At the current time there are no resynchronization operations implemented, but the additional metadata required (vector clocks or consistent versions) should be supportable via the existing interfaces. An orchestrator would prepare a list of the expected resource state and a reasonably synchronized clock identifier, and the agent would be able to compare that to the persisted resources on disk older than a window. The "repair" functionality on the agent would perform a similar function - ensuring that the set of persisted resources (units, links, port mappings, keys) are internally consistent, and that outside of a minimum window (minutes) any unreferenced content is removed. This is still an area of active prototyping.

Concrete example:

Starting a Docker image on a system for the first time may involve several slow steps:

  • Downloading the initial image
  • Starting the process

Those steps may fail in unpredictable ways - for instance, the service may start but fail due to a configuration error and never begin listening. A client cannot know for certain the cause of the failure, and so a wait is nondeterministic. A download may stall for minutes or hours due to network unpredictability, or the local disk may run out of storage during the download and fail (due to other users of the system).

The API forces the client to provide the following info up front:

  • A unique locator for the image (which may include the destination from which the image can be fetched)
  • The identifier the process will be referenced by in future transactions (so the client can immediately begin dispatching subsequent requests)
  • Any initial mapping of network ports or access control configuration for ssh

The API records the effect of this call as a unit file on disk for systemd that can, with no extra input from a client, result in a started process. The API then returns success and streams the logs to the client. A client may disconnect at this point, without interrupting the operation. A client may then begin wiring together this process with other processes in the system immediately with the explicit understanding that the endpoints being wired may not yet be available.

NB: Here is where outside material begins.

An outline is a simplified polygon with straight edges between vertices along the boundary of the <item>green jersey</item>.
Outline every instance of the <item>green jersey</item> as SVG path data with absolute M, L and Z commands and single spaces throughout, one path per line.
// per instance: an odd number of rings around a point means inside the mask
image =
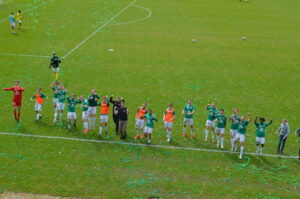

In general, systems wired together this way already need to deal with uncertainty of network connectivity and potential startup races. The API design formalizes that behavior - it is expected that the components "heal" by waiting for their dependencies to become available. Where possible, the host system will attempt to offer blocking behavior on a per unit basis that allows the logic of the system to be distributed. In some cases, like TCP and HTTP proxy load balancing, those systems already have mechanisms to tolerate components that may not be started.